4.4. Fractionation of LDL and HDL from Human Plasma, by Means of Ultracentrifugation

This study was approved by the Ethics Committee of Showa University (approval no. 231). Written informed consent was obtained in accordance with the Declaration of Helsinki, and all human subjects voluntarily gave their consent for participation in this study. Fractionation of LDL and HDL was performed as reported previously [16,23]. Whole blood (50 mL) from healthy subjects was centrifuged twice at 200× g and 4 °C for 15 min in order to obtain plasma, which was supplemented with 250 μM ethylenediaminetetraacetic acid (EDTA) (pH 7.4) to avoid oxidation. Phosphate-buffered saline containing 250 μM EDTA (E-PBS, 0.9 mL) was layered on top of 2.7 mL of the plasma in 4PC tubes (Hitachi High-Technologies Co., Tokyo, Japan), following which the tubes were centrifuged at 500,000× g and 4 °C for 7 min to remove chylomicrons. Again, 0.9 mL of E-PBS was layered on the remaining samples, and very low-density lipoprotein was removed by means of centrifugation at 500,000× g and 4 °C, for 2.5 h. The remaining lower layer was mixed with 0.54 mL 0.5 g/mL KBr, to adjust the density to 1.063. After centrifugation at 500,000× g and 4 °C for 2.5 h, the LDL floating up to the surface was collected and dialyzed against E-PBS. The remaining lower layer was mixed with 0.5 g/mL KBr, to adjust the density to 1.210. After centrifugation at 500,000× g and 4 °C for 4 h, the HDL floating up to the surface was collected and dialyzed against E-PBS. The isolated LDL and HDL were stored at 4 °C.

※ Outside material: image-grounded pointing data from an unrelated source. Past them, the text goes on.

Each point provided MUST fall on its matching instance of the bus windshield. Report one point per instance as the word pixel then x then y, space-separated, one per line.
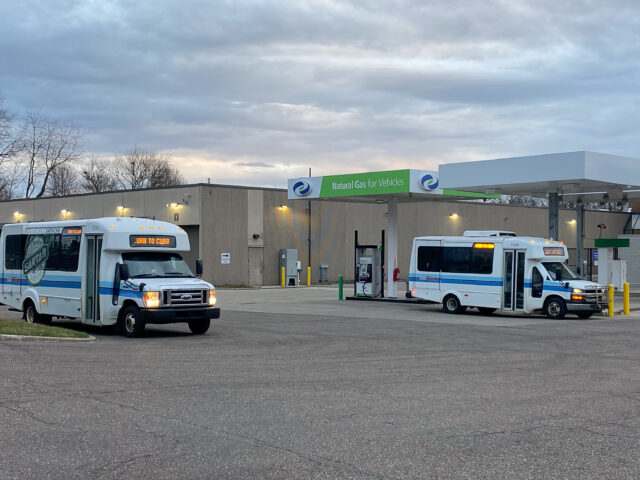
pixel 156 264
pixel 560 271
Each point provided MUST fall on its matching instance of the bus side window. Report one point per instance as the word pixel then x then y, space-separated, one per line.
pixel 14 251
pixel 536 283
pixel 429 259
pixel 54 254
pixel 69 253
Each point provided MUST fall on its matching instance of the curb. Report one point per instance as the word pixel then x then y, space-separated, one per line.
pixel 28 338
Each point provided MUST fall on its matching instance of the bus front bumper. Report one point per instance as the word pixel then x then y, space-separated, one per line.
pixel 176 315
pixel 585 307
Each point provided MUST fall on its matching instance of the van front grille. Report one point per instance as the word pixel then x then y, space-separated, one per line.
pixel 184 298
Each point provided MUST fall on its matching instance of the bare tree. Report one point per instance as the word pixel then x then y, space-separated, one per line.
pixel 64 180
pixel 8 150
pixel 46 144
pixel 8 144
pixel 141 168
pixel 98 176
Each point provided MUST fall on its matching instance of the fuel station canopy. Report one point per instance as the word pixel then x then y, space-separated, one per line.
pixel 391 187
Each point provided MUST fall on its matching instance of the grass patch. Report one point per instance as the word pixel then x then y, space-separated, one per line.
pixel 15 327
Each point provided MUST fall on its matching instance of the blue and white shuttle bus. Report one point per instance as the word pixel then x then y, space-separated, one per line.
pixel 494 270
pixel 119 271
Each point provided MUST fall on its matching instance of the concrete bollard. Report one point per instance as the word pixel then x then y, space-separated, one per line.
pixel 610 301
pixel 625 298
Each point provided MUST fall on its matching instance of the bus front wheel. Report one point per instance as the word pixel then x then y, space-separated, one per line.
pixel 31 315
pixel 555 308
pixel 451 304
pixel 132 323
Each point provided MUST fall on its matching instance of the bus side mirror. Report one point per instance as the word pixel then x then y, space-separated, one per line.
pixel 123 270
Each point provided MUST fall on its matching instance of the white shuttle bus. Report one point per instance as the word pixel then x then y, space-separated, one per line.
pixel 117 271
pixel 493 270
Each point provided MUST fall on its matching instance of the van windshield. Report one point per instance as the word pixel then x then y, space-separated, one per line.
pixel 560 271
pixel 156 264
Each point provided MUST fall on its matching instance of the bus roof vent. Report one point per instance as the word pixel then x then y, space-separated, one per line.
pixel 488 233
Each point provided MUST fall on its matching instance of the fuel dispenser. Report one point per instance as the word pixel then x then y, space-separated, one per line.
pixel 289 261
pixel 369 269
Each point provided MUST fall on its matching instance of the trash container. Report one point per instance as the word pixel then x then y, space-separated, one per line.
pixel 323 273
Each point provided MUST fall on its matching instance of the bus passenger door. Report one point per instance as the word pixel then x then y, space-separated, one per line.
pixel 429 261
pixel 513 285
pixel 91 280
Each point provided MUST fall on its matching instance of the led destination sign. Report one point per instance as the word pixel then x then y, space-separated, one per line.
pixel 167 241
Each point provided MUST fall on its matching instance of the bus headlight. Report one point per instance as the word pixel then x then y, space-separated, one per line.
pixel 151 299
pixel 212 297
pixel 576 294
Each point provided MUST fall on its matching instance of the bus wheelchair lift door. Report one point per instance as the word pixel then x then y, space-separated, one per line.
pixel 513 286
pixel 91 280
pixel 429 266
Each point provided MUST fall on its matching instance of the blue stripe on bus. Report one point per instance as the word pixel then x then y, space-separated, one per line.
pixel 123 293
pixel 470 280
pixel 489 282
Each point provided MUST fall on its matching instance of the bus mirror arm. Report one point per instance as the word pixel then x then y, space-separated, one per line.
pixel 123 270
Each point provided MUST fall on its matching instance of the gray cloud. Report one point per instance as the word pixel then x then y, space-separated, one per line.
pixel 336 86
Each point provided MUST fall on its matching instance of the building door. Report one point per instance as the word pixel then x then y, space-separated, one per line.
pixel 91 280
pixel 513 285
pixel 256 266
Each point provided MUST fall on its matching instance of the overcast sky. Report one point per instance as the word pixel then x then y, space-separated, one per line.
pixel 255 92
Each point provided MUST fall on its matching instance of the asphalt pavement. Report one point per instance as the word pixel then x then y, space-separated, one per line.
pixel 295 384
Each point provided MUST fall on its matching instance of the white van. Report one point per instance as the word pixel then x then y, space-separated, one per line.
pixel 117 271
pixel 493 270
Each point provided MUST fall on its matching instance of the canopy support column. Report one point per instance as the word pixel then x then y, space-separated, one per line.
pixel 554 207
pixel 392 246
pixel 580 239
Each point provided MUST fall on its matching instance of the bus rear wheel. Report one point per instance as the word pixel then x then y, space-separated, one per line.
pixel 486 310
pixel 451 304
pixel 31 315
pixel 198 327
pixel 132 323
pixel 555 308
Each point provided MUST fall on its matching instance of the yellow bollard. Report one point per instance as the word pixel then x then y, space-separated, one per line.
pixel 610 301
pixel 625 298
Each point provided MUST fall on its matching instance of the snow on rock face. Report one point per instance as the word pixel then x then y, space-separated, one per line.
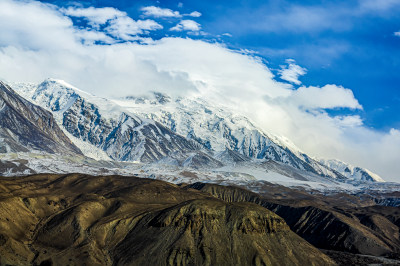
pixel 107 126
pixel 156 127
pixel 25 126
pixel 352 172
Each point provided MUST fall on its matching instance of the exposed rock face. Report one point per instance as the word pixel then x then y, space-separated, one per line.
pixel 325 222
pixel 114 220
pixel 25 126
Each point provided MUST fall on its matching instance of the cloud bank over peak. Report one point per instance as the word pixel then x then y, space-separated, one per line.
pixel 40 41
pixel 292 72
pixel 188 25
pixel 158 12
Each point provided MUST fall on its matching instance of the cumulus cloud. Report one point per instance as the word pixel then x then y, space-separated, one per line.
pixel 38 41
pixel 158 12
pixel 195 14
pixel 115 23
pixel 187 24
pixel 327 97
pixel 95 16
pixel 292 72
pixel 126 28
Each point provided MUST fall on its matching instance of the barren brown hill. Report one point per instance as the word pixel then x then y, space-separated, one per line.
pixel 112 220
pixel 340 222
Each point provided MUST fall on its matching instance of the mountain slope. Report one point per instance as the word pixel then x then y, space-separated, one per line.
pixel 158 127
pixel 123 136
pixel 25 126
pixel 113 220
pixel 352 172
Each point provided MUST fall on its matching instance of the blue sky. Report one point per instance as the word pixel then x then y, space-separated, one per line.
pixel 351 43
pixel 324 74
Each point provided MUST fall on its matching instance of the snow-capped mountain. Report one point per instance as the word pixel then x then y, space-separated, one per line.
pixel 185 132
pixel 121 135
pixel 27 127
pixel 220 129
pixel 352 172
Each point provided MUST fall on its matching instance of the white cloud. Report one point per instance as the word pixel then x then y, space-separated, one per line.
pixel 292 72
pixel 34 25
pixel 118 23
pixel 327 97
pixel 187 24
pixel 195 14
pixel 378 6
pixel 38 41
pixel 158 12
pixel 95 16
pixel 126 28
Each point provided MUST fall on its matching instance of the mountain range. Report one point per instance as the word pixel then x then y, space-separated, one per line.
pixel 231 182
pixel 185 132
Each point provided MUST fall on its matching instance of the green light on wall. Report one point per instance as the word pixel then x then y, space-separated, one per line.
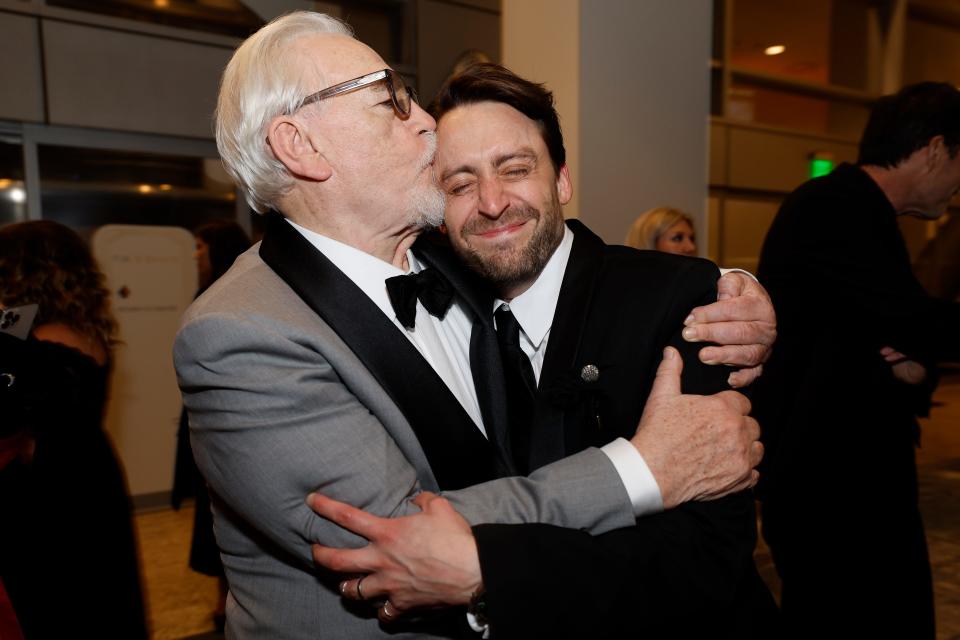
pixel 821 164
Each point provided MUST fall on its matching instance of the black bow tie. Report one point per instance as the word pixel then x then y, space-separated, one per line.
pixel 433 290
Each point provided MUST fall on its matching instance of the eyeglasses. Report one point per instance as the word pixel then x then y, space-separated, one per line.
pixel 400 94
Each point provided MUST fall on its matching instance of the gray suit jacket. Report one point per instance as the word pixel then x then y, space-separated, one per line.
pixel 280 406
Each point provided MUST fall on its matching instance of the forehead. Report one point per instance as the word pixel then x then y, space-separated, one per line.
pixel 484 131
pixel 331 58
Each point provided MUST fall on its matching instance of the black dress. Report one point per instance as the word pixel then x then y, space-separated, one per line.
pixel 68 555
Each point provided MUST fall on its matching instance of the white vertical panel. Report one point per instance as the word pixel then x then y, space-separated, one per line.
pixel 152 278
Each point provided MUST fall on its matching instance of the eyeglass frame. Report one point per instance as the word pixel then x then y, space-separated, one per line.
pixel 389 75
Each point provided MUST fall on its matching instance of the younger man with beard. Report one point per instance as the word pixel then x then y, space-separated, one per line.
pixel 593 321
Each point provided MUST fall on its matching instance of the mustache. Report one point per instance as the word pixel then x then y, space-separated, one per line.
pixel 513 215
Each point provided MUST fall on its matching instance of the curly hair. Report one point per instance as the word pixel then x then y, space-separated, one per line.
pixel 49 264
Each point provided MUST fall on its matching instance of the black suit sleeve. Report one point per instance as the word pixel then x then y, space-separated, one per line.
pixel 684 571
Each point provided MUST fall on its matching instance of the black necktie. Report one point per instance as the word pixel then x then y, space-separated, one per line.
pixel 429 286
pixel 521 386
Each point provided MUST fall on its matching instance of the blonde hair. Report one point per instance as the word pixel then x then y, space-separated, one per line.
pixel 650 225
pixel 261 82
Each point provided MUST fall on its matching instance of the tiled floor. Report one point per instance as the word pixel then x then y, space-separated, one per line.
pixel 180 601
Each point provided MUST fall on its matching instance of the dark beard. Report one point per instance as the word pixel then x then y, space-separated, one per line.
pixel 507 267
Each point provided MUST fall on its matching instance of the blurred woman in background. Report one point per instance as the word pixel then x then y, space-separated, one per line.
pixel 68 555
pixel 218 244
pixel 663 229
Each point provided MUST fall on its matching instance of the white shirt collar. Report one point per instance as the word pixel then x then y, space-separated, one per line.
pixel 368 272
pixel 534 308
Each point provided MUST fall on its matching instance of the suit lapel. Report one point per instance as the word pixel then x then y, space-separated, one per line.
pixel 560 376
pixel 458 453
pixel 485 363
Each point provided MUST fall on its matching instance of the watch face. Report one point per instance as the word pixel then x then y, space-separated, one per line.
pixel 17 321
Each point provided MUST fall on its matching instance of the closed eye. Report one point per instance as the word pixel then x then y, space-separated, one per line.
pixel 460 188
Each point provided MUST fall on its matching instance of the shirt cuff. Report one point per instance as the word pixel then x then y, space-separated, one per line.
pixel 476 626
pixel 636 476
pixel 724 272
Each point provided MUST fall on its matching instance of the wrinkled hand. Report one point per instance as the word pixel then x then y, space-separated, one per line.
pixel 903 368
pixel 423 560
pixel 742 321
pixel 697 447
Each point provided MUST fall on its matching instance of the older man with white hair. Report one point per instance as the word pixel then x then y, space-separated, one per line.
pixel 334 358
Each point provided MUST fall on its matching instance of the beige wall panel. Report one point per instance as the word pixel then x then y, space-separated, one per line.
pixel 744 226
pixel 774 161
pixel 445 32
pixel 130 82
pixel 933 53
pixel 541 42
pixel 713 229
pixel 21 88
pixel 718 154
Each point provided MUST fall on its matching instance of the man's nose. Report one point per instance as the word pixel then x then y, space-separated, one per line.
pixel 422 120
pixel 493 201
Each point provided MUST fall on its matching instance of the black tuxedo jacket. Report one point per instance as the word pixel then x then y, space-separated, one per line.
pixel 681 573
pixel 838 428
pixel 458 453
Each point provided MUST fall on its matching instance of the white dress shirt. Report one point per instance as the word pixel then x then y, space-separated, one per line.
pixel 445 344
pixel 534 310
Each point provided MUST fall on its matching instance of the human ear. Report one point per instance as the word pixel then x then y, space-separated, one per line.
pixel 297 150
pixel 564 185
pixel 936 151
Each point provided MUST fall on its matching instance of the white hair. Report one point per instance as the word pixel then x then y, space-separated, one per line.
pixel 260 83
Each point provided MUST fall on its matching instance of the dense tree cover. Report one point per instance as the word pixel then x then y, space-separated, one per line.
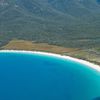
pixel 70 23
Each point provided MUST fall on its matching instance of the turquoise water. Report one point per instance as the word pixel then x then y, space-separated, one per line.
pixel 38 77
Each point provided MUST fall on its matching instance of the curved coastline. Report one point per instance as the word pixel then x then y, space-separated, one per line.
pixel 88 64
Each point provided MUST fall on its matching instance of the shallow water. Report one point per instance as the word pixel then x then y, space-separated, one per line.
pixel 40 77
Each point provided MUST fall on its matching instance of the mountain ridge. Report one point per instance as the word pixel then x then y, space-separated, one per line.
pixel 51 21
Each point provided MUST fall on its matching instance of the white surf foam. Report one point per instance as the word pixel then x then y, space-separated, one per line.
pixel 89 64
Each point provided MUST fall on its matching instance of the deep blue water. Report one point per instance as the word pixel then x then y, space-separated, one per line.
pixel 39 77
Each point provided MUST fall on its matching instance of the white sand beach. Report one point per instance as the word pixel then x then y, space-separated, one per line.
pixel 89 64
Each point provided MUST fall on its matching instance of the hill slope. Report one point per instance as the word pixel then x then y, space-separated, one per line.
pixel 70 23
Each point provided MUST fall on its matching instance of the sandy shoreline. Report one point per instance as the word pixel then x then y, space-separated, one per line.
pixel 89 64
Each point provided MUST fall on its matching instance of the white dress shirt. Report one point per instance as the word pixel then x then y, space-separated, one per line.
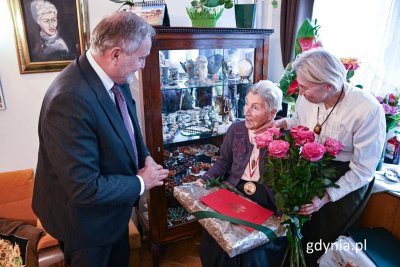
pixel 358 121
pixel 108 84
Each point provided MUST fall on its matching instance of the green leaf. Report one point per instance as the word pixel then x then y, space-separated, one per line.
pixel 306 30
pixel 195 3
pixel 349 74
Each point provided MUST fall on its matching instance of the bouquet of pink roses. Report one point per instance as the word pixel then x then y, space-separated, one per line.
pixel 296 170
pixel 391 105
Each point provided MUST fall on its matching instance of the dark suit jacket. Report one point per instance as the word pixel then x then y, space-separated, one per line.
pixel 86 181
pixel 235 154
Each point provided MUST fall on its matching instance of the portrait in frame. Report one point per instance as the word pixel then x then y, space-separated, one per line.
pixel 49 34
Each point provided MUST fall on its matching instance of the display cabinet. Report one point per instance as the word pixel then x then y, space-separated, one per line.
pixel 194 85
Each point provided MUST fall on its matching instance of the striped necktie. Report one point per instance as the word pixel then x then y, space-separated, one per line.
pixel 123 109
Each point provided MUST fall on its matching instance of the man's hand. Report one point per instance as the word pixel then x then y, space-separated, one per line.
pixel 317 203
pixel 152 173
pixel 281 123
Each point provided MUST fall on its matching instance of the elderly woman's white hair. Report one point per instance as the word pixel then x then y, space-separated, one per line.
pixel 269 92
pixel 40 8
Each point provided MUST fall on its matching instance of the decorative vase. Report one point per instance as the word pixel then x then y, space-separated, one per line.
pixel 204 17
pixel 204 22
pixel 245 13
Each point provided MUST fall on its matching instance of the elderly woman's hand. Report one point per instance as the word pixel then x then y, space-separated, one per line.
pixel 200 182
pixel 317 203
pixel 264 127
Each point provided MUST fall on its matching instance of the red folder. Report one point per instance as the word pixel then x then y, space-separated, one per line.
pixel 230 204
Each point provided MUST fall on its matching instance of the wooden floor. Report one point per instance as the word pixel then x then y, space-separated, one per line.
pixel 177 254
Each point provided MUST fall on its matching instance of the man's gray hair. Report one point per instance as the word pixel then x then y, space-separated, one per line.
pixel 269 92
pixel 40 8
pixel 319 66
pixel 123 29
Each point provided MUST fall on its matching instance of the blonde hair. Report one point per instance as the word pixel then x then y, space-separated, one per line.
pixel 319 66
pixel 122 28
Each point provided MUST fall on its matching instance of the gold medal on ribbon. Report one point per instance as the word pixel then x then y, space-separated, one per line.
pixel 249 188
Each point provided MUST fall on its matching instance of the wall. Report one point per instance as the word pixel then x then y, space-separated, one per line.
pixel 24 93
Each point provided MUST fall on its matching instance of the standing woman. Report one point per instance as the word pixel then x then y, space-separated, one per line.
pixel 334 108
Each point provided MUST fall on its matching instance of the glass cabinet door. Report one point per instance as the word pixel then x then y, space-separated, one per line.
pixel 202 93
pixel 194 87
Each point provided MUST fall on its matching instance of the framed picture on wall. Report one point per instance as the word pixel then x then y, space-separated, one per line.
pixel 49 34
pixel 2 103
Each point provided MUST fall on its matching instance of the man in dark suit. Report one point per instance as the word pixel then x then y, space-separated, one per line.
pixel 93 164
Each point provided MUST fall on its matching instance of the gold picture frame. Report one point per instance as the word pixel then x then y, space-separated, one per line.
pixel 49 34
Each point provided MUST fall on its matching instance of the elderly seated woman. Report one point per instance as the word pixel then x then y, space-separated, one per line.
pixel 243 163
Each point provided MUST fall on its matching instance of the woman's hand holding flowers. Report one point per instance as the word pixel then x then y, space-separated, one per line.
pixel 316 204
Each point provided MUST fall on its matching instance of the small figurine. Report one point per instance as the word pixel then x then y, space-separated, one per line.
pixel 201 68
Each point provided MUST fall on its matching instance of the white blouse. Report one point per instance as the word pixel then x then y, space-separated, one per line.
pixel 358 121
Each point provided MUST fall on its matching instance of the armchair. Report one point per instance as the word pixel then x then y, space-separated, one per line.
pixel 16 214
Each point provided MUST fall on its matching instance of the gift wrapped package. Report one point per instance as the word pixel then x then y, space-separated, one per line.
pixel 232 238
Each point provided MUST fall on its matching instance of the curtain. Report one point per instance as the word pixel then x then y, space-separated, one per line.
pixel 371 35
pixel 293 13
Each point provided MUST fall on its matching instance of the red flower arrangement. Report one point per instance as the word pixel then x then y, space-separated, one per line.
pixel 306 39
pixel 296 170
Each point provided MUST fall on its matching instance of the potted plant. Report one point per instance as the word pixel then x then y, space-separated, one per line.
pixel 205 13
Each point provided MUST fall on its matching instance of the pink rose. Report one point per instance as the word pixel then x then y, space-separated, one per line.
pixel 313 151
pixel 304 137
pixel 278 149
pixel 294 130
pixel 333 146
pixel 292 88
pixel 264 138
pixel 350 63
pixel 301 135
pixel 275 131
pixel 306 43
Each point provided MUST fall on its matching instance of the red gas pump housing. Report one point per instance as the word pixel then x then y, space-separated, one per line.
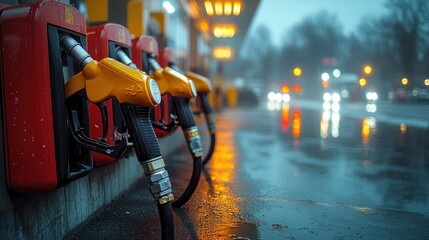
pixel 142 47
pixel 102 42
pixel 37 149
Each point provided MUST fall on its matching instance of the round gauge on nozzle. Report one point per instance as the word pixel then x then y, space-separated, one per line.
pixel 155 92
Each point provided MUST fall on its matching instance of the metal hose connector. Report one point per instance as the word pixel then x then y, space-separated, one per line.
pixel 75 50
pixel 193 138
pixel 158 180
pixel 123 58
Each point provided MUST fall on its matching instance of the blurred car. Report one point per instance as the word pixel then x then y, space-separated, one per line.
pixel 399 94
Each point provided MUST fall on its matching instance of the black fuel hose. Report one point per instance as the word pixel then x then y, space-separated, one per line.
pixel 148 152
pixel 193 140
pixel 211 124
pixel 145 143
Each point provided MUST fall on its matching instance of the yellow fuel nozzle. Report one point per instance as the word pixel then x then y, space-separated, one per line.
pixel 202 84
pixel 174 83
pixel 110 78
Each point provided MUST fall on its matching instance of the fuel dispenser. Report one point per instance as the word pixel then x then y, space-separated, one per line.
pixel 47 81
pixel 181 89
pixel 104 41
pixel 204 87
pixel 39 152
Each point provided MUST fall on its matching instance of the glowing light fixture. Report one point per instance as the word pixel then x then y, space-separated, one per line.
pixel 224 31
pixel 336 73
pixel 209 8
pixel 325 76
pixel 237 8
pixel 222 53
pixel 168 7
pixel 367 69
pixel 297 71
pixel 227 8
pixel 218 8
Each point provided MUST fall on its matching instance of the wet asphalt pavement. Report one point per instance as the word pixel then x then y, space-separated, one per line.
pixel 295 172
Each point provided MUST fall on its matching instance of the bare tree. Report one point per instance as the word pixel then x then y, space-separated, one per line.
pixel 406 29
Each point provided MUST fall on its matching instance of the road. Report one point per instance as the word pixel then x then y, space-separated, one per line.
pixel 296 171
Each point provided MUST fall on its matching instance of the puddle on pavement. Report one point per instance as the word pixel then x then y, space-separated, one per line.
pixel 246 231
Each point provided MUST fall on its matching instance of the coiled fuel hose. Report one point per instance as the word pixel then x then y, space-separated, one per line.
pixel 209 116
pixel 211 125
pixel 145 143
pixel 193 140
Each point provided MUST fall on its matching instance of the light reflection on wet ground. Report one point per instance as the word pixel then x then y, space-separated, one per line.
pixel 301 172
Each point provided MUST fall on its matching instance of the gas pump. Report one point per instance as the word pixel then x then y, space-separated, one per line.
pixel 108 127
pixel 203 86
pixel 39 153
pixel 181 89
pixel 47 81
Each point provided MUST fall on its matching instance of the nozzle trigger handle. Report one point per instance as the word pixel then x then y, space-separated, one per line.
pixel 139 125
pixel 208 112
pixel 188 125
pixel 104 120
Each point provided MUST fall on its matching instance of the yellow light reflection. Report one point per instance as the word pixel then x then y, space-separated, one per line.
pixel 285 118
pixel 224 31
pixel 335 130
pixel 367 125
pixel 218 8
pixel 297 72
pixel 224 53
pixel 220 201
pixel 237 8
pixel 296 124
pixel 366 131
pixel 209 8
pixel 367 69
pixel 403 128
pixel 228 8
pixel 324 124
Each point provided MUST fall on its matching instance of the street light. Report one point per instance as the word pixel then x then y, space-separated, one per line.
pixel 325 76
pixel 297 72
pixel 367 69
pixel 362 82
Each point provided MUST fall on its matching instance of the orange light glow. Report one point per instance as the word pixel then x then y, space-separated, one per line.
pixel 366 131
pixel 403 128
pixel 218 8
pixel 228 8
pixel 209 8
pixel 285 88
pixel 222 53
pixel 296 124
pixel 297 72
pixel 204 26
pixel 297 88
pixel 325 84
pixel 224 31
pixel 237 8
pixel 285 118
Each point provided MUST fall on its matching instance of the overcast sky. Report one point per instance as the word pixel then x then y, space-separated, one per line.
pixel 281 15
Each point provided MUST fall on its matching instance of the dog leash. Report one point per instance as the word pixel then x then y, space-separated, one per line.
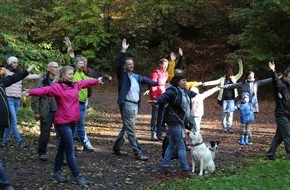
pixel 197 144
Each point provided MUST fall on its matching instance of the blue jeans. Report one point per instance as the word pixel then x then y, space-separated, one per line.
pixel 45 127
pixel 80 129
pixel 128 112
pixel 196 120
pixel 66 146
pixel 227 118
pixel 176 132
pixel 14 104
pixel 157 114
pixel 3 177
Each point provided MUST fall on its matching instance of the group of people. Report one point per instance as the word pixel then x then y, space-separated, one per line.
pixel 60 98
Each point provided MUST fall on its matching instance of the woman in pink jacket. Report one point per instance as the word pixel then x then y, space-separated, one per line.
pixel 65 92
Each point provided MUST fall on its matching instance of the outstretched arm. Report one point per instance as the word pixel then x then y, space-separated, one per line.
pixel 11 79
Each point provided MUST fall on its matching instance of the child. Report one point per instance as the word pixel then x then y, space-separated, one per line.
pixel 197 109
pixel 246 116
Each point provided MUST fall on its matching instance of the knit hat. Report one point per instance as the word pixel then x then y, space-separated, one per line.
pixel 11 60
pixel 245 95
pixel 178 73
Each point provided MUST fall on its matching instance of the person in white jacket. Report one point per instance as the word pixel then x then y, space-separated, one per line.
pixel 197 110
pixel 227 97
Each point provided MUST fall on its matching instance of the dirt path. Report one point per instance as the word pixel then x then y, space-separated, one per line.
pixel 106 171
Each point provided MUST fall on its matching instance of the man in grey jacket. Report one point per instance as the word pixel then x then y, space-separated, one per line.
pixel 44 109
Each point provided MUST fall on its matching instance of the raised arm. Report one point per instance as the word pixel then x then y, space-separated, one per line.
pixel 171 67
pixel 122 58
pixel 240 73
pixel 69 47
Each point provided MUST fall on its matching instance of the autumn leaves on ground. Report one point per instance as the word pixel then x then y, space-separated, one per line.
pixel 107 171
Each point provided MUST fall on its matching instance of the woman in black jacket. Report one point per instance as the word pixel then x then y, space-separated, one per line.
pixel 178 112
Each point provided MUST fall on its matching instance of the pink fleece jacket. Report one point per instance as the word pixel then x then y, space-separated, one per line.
pixel 66 97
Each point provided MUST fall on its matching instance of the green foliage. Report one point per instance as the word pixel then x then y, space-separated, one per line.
pixel 264 33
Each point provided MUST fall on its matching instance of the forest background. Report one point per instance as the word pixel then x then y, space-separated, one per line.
pixel 213 30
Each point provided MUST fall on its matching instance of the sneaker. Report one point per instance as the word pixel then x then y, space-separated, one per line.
pixel 166 170
pixel 43 157
pixel 141 157
pixel 230 130
pixel 6 144
pixel 8 188
pixel 21 144
pixel 57 176
pixel 80 180
pixel 120 153
pixel 89 148
pixel 154 137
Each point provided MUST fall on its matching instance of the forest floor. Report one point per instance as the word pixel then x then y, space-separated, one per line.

4.5. Separation of LDL(–) using Anion-Exchange Chromatography

Separation of LDL(–), an electronegative LDL subfraction, was performed as previously reported with slight modifications [20,23]. Native LDL was passed through a desalting column (HiTrap™ Desalting; GE Healthcare, Chicago, IL, USA) using buffer A [10 mM Tris-HCl/1 mM EDTA (pH 7.4)]. Approximately 6 mg native LDL was placed on a HiTrap™ Q Fast Flow column (17-5053-01, GE Healthcare, Chicago, IL, USA) followed by stepwise elution using 0 to 1.0 M NaCl. The peak of absorbance at the wavelength of 280 nm eluted with 0.5 M NaCl was collected as the LDL(–) fraction. The recovered LDL(–) fractions were gently mixed with 0.5 mg/mL KBr to adjust the density to 1.063 and then centrifuged at 500,000× g for 2.5 h. The floating LDL(–) fraction was collected, dialyzed against E-PBS, and stored at 4 °C.

4.6. Oxidation of LDL and HDL

The EDTA in the LDL or HDL preparations was removed using a HiTrap™ Desalting column (GE Healthcare, Chicago, IL, USA), following which the protein concentration was determined using bicinchoninic acid protein assay reagent (Pierce, Thermo Fisher Scientific, Waltham, MA, USA). Two milliliters of 0.2 mg/mL LDL or HDL were placed in a round-bottom test tube and the oxidation reaction was started by adding 5 μM CuSO4. After the sample was incubated at 37 °C for 3 h with gentle shaking, the mixture was placed on ice and 250 μM EDTA was added to stop the reaction. The sample volume was adjusted to 2 mL to compensate for the water that evaporated during oxidation.
Thiobarbituric acid-reactive substances were measured as previously described [47], with slight modifications. TBA reagent was prepared by dissolving 15 mg of 2-thiobarbituric acid in 4 mL of 15% trichloroacetic acid with 0.25 N hydrochloric acid while heating. TBA reagent (0.4 mL) was added to 0.2 mL lipoprotein samples and the mixture was heated at 100 °C for 15 min. After the samples were cooled in water, they were centrifuged at 750× g for 5 min, and the absorbance of the supernatants was measured at the wavelength of 540 nm.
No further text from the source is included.